Photos and text: Joe Cockram

Tuesday, 1 May 2012

30th of April: Spring at Last

At last, this morning we woke up to sunshine and warmth. The warm weather, combined with a southeasterly wind, brought in a number of migrant warblers. Over forty Willow Warblers were counted, along with the first Sedge Warbler of the season. We also estimated there to be 68 Wheatears on the point.
 Wheatear (Joe Cockram)

We spent some time looking at plants on the sand dunes. There is a fine display of Heath Dog-violet, Spring Vetch and Early Forget-me-nots. The most abundant flowering plant on the reserve at the moment is probably Danish Scurvy-grass. There are also a few flowering Thrift plants and a few patches of Spring Beauty and Sea Campion. However, there are not sufficient flowers to support many butterflies. We didn’t see any on our transect. However we did see a Small Copper and Small Tortoiseshell in the morning. The only other butterfly seen so far this season was a Peacock on the 20th of April. In the coming months more and more flowers will come into bloom attracting more and more butterflies.
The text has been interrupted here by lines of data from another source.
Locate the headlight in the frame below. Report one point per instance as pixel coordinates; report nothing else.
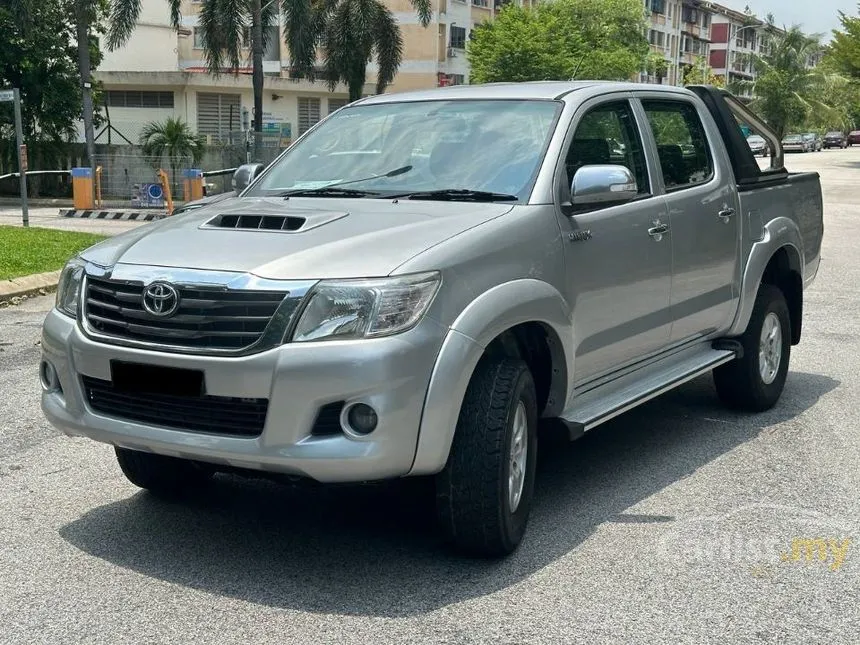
(349, 309)
(69, 287)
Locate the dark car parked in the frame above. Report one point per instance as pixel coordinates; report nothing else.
(835, 140)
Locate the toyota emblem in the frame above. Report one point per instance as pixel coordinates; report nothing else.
(161, 299)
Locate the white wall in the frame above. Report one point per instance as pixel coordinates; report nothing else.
(150, 49)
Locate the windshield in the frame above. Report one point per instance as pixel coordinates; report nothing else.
(477, 145)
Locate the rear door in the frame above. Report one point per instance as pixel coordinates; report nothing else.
(702, 202)
(618, 263)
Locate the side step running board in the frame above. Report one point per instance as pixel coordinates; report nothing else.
(607, 401)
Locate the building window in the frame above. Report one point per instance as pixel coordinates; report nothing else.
(218, 114)
(309, 113)
(138, 99)
(458, 37)
(336, 104)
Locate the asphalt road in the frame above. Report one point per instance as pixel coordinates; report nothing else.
(672, 524)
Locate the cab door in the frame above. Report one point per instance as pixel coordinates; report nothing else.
(702, 202)
(618, 258)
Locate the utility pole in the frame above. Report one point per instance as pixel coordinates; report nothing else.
(14, 95)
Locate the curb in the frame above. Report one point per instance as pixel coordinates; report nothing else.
(140, 216)
(26, 286)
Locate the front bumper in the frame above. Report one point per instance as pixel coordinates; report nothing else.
(389, 374)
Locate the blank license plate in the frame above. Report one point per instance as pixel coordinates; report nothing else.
(155, 379)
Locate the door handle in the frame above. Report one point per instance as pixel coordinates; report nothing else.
(658, 230)
(726, 214)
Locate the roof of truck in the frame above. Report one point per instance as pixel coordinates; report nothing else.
(526, 90)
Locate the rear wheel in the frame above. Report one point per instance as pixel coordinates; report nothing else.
(163, 476)
(755, 381)
(484, 494)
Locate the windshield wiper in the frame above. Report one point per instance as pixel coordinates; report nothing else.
(327, 191)
(332, 190)
(459, 195)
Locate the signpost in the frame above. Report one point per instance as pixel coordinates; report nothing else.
(15, 96)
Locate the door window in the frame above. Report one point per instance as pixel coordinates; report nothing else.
(608, 135)
(682, 145)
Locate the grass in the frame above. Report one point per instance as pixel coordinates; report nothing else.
(37, 250)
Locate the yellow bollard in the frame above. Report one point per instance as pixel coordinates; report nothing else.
(165, 186)
(192, 184)
(99, 186)
(82, 188)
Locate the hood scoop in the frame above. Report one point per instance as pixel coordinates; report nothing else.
(292, 223)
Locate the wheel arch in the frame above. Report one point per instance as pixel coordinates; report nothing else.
(527, 319)
(776, 259)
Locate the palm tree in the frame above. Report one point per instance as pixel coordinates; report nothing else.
(174, 139)
(353, 32)
(223, 25)
(786, 87)
(122, 16)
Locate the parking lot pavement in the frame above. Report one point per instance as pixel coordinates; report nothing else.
(48, 217)
(677, 523)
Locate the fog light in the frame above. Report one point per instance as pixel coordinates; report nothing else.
(362, 418)
(48, 377)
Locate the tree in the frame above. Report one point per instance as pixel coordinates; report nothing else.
(844, 50)
(228, 26)
(354, 32)
(38, 56)
(89, 16)
(786, 88)
(700, 73)
(174, 139)
(561, 40)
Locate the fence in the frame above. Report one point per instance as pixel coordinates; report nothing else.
(131, 180)
(126, 171)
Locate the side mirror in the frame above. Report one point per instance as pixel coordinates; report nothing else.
(245, 174)
(603, 184)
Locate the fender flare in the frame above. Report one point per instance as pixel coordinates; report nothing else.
(779, 233)
(485, 318)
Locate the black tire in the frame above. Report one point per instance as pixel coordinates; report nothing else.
(163, 476)
(472, 492)
(740, 384)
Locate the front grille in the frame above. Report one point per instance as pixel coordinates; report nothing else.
(208, 318)
(209, 414)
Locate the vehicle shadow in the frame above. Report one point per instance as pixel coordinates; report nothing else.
(372, 550)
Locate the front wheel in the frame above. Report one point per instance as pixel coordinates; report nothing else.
(484, 494)
(755, 381)
(163, 476)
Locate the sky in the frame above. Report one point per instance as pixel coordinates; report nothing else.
(815, 16)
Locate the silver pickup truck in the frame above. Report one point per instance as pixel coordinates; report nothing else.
(423, 279)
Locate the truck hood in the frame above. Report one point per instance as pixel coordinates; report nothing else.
(331, 238)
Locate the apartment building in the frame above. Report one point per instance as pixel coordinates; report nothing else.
(161, 73)
(435, 56)
(736, 37)
(679, 30)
The pleasant conditions brought a number of visitors to the point today. More than we have seen for many days. It was nice to see lots of people enjoying the reserve. We would like to remind visitors not to enter fenced off areas in order to prevent disturbance to vulnerable nesting birds. Also, in the areas where dogs are permitted, we ask that they are kept on leads to reduce disturbance.